We can also perform test of Kaplan-Meier curves.

counts_stratified = 
    counts_SE_survival |>

    # Test
    test_stratification_cellularity(
        survival::Surv(days, dead) ~ .,
        sample, transcript, count
    )

counts_stratified
## # A tibble: 22 × 6
##    .cell_type                       cell_type_proportions .low_cellularity_exp…¹
##    <chr>                            <list>                                 <dbl>
##  1 cibersort.B.cells.naive          <tibble [48 × 9]>                       9.41
##  2 cibersort.B.cells.memory         <tibble [48 × 9]>                      10.5 
##  3 cibersort.Plasma.cells           <tibble [48 × 9]>                      12.5 
##  4 cibersort.T.cells.CD8            <tibble [48 × 9]>                      11.0 
##  5 cibersort.T.cells.CD4.naive      <tibble [48 × 9]>                       8.40
##  6 cibersort.T.cells.CD4.memory.re… <tibble [48 × 9]>                       9.09
##  7 cibersort.T.cells.CD4.memory.ac… <tibble [48 × 9]>                      11.2 
##  8 cibersort.T.cells.follicular.he… <tibble [48 × 9]>                      13.7 
##  9 cibersort.T.cells.regulatory..T… <tibble [48 × 9]>                       8.16
## 10 cibersort.T.cells.gamma.delta    <tibble [48 × 9]>                      14.8 
## # ℹ 12 more rows
## # ℹ abbreviated name: ¹​.low_cellularity_expected
## # ℹ 3 more variables: .high_cellularity_expected <dbl>, pvalue <dbl>,
## #   plot <list>

Plot Kaplan-Meier curves

counts_stratified$plot[[1]]

Cluster samples

We may want to cluster our data (e.g., using k-means sample-wise). cluster_elements takes as arguments a tibble, column names (as symbols; for sample, transcript and count) and returns a tibble with additional columns for the cluster annotation. At the moment only k-means clustering is supported, the plan is to introduce more clustering methods.

k-means

TidyTranscriptomics

counts_SE.norm.cluster = counts_SE.norm.MDS |>
  cluster_elements(method="kmeans", centers = 2, action="get" )

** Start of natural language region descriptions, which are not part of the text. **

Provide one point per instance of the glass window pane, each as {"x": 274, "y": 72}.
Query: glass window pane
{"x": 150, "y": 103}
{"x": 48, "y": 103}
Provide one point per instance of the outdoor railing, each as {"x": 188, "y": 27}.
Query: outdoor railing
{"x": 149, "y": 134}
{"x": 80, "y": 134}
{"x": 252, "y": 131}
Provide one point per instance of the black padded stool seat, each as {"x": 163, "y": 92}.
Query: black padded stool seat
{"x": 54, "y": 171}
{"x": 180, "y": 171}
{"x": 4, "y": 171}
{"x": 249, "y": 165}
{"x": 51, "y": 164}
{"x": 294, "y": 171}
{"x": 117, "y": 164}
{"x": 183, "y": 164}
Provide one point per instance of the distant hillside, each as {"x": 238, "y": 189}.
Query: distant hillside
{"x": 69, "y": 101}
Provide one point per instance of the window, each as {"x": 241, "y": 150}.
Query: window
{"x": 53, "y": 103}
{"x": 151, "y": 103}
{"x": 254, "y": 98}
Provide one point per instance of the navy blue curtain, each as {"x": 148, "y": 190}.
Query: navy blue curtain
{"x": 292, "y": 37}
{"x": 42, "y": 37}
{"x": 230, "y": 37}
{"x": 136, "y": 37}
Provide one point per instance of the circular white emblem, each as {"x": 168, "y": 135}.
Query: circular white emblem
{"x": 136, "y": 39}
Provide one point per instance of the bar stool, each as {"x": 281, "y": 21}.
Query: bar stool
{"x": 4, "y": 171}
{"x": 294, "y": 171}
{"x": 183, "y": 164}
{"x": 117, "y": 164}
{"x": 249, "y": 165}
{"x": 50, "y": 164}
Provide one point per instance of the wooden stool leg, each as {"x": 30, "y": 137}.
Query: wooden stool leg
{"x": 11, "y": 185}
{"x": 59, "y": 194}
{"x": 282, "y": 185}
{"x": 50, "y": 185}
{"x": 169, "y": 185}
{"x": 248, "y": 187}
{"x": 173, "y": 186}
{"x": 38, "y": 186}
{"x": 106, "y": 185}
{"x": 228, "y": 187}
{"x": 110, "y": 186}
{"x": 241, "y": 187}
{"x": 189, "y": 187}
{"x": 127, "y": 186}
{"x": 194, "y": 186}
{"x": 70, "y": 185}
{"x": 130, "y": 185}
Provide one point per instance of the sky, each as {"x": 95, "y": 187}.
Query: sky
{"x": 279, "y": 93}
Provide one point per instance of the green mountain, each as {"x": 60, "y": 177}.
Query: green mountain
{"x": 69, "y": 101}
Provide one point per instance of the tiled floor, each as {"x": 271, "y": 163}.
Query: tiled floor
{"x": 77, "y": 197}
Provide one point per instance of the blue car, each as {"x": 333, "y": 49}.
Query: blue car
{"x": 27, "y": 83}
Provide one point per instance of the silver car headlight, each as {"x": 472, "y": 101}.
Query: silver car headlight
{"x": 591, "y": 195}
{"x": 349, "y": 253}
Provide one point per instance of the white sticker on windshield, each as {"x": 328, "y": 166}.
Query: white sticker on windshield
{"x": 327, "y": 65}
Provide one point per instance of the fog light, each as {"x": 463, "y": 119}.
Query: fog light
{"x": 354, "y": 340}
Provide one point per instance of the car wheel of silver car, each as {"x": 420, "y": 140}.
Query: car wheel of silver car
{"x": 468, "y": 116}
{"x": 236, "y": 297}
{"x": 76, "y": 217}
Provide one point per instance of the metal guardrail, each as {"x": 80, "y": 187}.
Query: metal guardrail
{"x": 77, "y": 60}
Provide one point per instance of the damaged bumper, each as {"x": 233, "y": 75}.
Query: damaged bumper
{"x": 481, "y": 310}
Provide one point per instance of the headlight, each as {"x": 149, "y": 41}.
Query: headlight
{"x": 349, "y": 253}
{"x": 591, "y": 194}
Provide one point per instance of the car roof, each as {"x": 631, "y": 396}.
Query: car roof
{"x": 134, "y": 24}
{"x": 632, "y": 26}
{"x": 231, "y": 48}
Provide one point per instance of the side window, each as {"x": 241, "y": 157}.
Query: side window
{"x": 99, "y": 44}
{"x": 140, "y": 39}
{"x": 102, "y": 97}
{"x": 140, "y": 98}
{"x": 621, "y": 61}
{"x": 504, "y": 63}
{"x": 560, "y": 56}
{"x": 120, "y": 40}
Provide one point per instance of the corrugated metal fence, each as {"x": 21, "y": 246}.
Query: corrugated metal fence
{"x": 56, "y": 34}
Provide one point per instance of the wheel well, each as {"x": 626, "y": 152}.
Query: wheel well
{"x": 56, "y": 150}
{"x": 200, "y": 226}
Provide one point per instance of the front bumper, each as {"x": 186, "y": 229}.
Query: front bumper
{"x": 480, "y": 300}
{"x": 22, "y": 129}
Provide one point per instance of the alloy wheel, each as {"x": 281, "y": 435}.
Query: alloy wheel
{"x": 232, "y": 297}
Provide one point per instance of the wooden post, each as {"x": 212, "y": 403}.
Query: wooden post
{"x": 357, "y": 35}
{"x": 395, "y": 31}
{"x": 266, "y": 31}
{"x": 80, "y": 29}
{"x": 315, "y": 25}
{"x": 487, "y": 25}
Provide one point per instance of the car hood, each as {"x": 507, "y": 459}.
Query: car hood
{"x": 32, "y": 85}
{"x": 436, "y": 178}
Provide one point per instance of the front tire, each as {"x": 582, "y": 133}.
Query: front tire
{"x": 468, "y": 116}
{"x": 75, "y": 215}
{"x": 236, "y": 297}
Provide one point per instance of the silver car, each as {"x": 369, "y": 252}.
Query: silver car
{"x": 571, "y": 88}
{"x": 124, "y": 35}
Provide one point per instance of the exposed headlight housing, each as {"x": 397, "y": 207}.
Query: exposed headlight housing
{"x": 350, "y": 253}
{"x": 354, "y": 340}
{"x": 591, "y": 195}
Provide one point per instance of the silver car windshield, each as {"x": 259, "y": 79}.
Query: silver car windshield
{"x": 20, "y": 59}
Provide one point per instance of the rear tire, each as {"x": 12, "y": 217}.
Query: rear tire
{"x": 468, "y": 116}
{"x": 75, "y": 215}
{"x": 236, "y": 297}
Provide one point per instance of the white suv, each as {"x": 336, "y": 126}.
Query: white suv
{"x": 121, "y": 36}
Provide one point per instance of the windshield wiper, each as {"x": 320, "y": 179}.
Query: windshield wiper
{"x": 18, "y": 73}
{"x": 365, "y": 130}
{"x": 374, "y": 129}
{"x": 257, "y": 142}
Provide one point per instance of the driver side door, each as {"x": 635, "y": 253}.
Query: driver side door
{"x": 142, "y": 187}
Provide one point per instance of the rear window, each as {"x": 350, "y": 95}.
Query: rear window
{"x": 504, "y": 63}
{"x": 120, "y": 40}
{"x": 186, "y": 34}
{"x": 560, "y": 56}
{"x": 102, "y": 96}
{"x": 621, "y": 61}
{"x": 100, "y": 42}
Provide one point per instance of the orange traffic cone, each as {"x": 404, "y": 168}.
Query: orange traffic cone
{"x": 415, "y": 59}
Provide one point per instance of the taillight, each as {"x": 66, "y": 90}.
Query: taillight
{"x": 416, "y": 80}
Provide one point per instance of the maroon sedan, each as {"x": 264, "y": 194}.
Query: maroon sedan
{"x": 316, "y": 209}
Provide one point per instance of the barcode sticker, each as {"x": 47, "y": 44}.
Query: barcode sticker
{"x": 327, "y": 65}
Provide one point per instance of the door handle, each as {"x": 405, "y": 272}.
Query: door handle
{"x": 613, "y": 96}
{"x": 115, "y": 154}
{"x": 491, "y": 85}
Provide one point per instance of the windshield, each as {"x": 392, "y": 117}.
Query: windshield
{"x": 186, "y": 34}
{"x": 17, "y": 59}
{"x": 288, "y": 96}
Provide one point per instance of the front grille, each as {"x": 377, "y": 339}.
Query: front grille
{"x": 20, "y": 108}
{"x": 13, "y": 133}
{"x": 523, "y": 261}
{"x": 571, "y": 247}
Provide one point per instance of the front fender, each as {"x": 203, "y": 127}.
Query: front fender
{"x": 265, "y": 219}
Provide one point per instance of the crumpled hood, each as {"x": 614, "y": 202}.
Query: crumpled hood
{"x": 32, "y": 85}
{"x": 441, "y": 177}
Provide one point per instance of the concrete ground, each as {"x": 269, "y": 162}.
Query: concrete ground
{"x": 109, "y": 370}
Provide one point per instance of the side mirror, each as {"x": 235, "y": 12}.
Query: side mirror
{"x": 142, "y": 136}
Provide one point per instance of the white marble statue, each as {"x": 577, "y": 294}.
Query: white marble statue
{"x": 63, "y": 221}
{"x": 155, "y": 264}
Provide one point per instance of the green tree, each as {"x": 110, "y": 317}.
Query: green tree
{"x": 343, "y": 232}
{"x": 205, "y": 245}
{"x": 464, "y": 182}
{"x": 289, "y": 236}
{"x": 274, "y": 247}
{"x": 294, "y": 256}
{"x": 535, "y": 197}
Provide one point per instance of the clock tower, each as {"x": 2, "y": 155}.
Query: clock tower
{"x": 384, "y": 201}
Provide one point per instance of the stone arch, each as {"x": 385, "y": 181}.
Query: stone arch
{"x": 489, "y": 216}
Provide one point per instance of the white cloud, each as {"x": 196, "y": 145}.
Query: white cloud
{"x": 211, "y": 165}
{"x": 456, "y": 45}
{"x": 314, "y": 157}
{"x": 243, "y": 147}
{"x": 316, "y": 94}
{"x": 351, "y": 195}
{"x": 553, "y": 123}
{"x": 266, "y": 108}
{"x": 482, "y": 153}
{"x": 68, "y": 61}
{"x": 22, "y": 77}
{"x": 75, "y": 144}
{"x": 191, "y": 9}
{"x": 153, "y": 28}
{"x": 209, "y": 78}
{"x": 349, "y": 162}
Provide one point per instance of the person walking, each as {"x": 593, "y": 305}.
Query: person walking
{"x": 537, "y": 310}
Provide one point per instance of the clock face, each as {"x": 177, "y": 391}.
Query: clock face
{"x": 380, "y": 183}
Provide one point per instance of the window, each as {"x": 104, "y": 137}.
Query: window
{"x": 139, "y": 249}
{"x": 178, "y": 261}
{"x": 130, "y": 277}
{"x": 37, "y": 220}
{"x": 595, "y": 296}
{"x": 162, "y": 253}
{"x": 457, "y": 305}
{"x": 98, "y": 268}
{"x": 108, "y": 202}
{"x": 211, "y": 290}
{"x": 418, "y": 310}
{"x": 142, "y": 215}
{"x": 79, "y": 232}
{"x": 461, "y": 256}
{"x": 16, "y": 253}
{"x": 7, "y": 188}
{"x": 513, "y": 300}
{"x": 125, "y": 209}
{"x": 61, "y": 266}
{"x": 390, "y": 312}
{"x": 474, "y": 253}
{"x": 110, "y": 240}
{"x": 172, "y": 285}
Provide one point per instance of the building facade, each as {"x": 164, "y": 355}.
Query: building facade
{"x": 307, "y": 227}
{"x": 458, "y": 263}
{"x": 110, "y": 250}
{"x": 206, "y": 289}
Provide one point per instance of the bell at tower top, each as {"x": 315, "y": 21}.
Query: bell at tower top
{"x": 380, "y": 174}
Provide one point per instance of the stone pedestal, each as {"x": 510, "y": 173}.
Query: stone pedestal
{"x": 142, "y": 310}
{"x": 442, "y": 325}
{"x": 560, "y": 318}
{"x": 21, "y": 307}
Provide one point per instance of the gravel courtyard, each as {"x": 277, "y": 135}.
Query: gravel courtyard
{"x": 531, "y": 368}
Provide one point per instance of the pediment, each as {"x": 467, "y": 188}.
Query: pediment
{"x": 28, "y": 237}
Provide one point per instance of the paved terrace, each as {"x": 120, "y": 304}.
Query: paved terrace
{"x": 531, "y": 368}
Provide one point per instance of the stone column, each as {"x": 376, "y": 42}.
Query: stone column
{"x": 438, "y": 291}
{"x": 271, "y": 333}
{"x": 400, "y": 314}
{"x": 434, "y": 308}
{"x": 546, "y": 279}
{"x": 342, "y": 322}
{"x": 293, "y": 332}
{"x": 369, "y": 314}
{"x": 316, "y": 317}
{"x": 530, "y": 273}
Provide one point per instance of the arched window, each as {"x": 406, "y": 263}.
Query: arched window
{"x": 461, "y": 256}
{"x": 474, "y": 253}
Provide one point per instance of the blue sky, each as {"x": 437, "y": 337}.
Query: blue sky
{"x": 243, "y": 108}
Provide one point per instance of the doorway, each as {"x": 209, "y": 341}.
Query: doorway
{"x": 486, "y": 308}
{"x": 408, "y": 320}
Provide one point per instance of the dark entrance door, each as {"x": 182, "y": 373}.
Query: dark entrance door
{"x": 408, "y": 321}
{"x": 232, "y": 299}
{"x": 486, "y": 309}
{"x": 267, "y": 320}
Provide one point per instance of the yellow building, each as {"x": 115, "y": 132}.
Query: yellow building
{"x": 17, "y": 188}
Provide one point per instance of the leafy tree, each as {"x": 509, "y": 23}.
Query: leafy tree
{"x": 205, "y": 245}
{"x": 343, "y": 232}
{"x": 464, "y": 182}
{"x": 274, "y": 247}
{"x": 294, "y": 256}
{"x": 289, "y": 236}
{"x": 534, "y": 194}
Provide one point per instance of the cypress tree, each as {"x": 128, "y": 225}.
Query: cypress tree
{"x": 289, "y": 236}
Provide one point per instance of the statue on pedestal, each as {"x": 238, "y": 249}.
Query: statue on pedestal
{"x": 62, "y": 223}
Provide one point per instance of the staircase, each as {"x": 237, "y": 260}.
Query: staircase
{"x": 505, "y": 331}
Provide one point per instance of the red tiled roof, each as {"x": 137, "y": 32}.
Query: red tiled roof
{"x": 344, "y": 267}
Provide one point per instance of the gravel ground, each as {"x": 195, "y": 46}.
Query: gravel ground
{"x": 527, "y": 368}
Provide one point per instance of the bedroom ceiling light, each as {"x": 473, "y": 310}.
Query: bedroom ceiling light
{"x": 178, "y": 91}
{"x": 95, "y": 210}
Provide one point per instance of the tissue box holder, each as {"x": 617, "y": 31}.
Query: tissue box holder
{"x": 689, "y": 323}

Standard procedure (comparative purpose)

count_m_log = log(count_m + 1)

k = kmeans(count_m_log, iter.max = 1000, ...)
cluster = k$cluster

cluster$cell_type = tibble_counts[
    match(tibble_counts$sample, rownames(cluster)),
    c("Cell.type", "Dim1", "Dim2")
]

We can add cluster annotation to the MDS dimension reduced data set and plot.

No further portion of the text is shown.